The point about developers using 'fully permitted' as a selling point while asking for federal financing is such a good tell. I've seen this dynamic play out in clean tech too where the regulator blame game masks what are fundamentaly capital allocation problems. The lithium timing window you mentioned is interesting, reminds me of how solar manufacturing had a similar window around 2018-2019 that most domestic players missed. Curious whether the 30-year timeline figure accounts for projects that got shelved entirely during down cycles.

Kyle G's avatar

This is written by an ex-regulator, that’s for sure. As they say, “Never reason from a price change.” Or let’s try — “Never reason from a change in market structure.”

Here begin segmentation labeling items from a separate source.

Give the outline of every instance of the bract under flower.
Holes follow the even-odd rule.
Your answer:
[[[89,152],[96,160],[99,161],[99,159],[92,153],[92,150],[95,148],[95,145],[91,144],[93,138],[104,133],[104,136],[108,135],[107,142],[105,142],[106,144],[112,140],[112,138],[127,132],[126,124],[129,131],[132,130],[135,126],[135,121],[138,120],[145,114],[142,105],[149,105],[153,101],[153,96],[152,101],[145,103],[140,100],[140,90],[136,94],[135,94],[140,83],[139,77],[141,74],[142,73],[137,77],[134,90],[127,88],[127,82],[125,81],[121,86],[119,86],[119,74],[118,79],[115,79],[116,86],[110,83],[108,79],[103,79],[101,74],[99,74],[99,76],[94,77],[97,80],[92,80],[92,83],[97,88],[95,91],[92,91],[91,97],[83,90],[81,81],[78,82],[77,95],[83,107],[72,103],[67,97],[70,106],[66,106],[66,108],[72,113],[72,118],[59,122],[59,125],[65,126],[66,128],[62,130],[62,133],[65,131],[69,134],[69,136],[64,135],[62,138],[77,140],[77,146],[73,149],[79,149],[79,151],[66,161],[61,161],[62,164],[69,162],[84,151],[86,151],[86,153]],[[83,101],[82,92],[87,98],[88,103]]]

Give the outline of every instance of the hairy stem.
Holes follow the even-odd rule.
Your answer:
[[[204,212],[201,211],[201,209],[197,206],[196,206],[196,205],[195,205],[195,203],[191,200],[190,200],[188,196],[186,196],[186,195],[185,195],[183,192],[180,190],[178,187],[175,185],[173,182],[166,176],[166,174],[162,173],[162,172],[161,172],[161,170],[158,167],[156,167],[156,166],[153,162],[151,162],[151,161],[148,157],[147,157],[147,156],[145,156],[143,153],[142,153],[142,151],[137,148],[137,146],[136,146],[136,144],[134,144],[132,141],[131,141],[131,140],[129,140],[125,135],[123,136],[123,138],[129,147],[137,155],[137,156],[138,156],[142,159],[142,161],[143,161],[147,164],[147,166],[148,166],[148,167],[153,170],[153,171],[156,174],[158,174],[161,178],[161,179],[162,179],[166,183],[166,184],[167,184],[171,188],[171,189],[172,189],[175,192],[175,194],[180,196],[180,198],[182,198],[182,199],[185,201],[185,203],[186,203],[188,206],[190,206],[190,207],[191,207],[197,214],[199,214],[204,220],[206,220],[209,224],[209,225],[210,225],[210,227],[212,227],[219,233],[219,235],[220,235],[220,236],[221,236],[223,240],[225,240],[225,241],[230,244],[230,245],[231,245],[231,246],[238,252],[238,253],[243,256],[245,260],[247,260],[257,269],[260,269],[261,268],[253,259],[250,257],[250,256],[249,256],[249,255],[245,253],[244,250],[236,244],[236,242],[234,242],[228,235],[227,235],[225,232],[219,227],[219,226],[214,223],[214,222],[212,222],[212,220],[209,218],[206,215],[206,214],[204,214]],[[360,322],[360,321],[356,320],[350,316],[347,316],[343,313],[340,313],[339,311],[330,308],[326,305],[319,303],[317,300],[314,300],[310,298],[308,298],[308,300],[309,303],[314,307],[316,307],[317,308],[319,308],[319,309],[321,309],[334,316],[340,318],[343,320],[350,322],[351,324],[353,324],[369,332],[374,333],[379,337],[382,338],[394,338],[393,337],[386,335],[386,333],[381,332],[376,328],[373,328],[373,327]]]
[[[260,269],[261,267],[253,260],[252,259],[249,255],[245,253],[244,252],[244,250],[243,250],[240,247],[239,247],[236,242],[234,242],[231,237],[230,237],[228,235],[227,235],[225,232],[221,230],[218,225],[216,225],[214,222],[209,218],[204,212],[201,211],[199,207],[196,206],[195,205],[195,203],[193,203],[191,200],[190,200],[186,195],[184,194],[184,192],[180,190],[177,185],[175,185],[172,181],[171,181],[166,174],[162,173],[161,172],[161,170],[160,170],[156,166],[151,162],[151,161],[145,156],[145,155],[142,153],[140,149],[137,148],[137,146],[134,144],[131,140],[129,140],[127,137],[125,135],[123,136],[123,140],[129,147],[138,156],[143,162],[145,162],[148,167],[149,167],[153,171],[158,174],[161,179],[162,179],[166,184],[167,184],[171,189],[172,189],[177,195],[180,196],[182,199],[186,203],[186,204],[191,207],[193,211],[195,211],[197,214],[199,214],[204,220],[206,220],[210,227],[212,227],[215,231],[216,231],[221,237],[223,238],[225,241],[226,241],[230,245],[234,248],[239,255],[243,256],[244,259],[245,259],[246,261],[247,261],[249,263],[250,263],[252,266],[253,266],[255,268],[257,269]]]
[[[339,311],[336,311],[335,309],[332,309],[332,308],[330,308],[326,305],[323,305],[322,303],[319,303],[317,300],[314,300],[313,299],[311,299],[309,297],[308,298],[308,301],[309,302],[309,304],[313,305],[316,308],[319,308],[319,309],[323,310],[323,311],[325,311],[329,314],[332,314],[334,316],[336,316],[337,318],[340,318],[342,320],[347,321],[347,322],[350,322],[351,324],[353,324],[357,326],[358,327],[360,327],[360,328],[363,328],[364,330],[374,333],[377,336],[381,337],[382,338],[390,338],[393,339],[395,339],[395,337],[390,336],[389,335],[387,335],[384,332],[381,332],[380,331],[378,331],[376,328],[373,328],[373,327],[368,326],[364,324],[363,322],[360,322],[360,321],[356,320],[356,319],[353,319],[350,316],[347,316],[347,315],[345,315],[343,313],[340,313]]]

You cannot accept as given that project timelines have ballooned, uncertainty risen, and costs skyrocketed, and then ask whether—in light of all that—a few measly regulations are the problem.

Why? Well, the answer is already in your essay. You just need to take out the deflection and passive framing of your conclusion on regulatory burden. You say:

“Ultimately, this collection of statutory and regulatory measures does produce industry frustrations and fuels rhetoric about creating long project timelines, uncertainty, and weaker returns on investment.”

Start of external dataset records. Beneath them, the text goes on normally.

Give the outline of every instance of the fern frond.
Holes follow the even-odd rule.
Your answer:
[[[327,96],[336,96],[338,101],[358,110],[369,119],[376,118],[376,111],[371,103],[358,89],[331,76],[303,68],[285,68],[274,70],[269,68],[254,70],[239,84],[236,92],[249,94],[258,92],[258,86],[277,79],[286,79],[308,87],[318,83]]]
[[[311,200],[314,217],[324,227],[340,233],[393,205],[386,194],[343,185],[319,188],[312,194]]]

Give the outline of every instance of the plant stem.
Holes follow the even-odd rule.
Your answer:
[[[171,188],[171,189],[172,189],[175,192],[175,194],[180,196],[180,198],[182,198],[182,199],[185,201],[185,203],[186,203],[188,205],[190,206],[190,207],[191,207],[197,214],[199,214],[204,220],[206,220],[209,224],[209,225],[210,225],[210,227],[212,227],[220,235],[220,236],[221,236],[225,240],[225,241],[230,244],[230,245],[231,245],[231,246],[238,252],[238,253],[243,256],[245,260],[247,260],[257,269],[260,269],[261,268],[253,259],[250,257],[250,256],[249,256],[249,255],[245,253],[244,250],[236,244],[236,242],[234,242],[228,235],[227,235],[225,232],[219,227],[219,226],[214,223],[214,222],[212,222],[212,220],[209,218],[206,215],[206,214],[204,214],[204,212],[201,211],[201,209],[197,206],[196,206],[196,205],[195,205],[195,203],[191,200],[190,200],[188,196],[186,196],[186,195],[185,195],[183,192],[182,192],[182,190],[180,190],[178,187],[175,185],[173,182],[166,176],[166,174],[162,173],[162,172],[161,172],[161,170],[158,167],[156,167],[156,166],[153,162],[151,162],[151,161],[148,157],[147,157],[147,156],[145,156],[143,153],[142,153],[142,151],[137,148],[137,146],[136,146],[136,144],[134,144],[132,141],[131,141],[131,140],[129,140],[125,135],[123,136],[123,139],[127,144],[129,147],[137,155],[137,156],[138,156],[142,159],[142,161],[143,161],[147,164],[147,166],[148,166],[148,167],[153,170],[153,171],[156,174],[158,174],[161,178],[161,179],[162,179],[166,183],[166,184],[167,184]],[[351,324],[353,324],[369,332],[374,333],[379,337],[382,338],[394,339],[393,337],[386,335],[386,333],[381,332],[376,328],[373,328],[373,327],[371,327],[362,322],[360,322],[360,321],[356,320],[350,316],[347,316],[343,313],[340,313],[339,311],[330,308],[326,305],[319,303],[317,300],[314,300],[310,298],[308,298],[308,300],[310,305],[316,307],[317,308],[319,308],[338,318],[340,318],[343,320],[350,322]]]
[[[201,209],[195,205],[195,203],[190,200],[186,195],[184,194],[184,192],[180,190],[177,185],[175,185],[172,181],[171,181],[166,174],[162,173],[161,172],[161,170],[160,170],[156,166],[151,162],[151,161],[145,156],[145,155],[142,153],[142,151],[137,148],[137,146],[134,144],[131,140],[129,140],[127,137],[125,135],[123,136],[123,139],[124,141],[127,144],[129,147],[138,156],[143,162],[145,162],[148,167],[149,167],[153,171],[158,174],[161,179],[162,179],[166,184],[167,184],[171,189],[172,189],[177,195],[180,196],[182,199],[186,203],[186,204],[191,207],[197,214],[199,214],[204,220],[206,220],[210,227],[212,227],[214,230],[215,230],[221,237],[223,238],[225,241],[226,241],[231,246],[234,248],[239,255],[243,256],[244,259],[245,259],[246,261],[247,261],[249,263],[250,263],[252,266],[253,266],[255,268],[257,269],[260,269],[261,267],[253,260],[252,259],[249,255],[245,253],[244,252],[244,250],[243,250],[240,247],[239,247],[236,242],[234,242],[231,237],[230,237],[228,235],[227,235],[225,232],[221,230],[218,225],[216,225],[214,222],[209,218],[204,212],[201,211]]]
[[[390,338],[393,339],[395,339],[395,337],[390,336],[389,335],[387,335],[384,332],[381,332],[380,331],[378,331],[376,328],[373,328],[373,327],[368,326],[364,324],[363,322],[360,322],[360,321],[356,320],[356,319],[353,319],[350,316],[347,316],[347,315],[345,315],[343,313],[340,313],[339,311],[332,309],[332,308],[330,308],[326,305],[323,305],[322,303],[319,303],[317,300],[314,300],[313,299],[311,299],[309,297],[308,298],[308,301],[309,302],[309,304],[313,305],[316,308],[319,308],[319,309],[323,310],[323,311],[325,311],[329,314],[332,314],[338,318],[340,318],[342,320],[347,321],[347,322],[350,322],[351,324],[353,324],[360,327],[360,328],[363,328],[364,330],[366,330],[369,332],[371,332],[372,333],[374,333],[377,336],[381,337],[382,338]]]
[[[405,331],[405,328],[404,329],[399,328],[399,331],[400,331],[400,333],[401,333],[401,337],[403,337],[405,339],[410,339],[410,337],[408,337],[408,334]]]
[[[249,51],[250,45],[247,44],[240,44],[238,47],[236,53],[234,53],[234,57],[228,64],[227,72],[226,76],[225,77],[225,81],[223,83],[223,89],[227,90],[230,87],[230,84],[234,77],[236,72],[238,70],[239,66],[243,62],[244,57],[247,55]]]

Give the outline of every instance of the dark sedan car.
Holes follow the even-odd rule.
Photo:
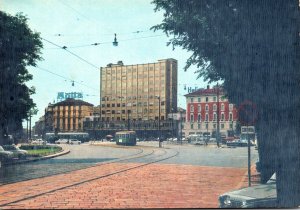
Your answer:
[[[237,139],[233,141],[228,141],[226,143],[229,147],[247,147],[248,146],[248,140],[246,139]],[[253,141],[250,140],[250,146],[254,146]]]
[[[267,184],[246,187],[219,197],[220,208],[276,208],[276,175]]]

Here’s the rewrite, admitting that regulations actually do something, not just “fuel rhetoric”:

“Ultimately, this collection of statutory and regulatory measures frustrates industry and creates long project timelines, uncertainty, and weaker returns on investment.”

There you go. You have successfully gotten the order of operations right. Long timelines, uncertain funding, and bad finances are not some exogenous curse. They sit on top of the underlying problem—a convoluted and burdensome permitting and regulation scheme—that you want to wave away.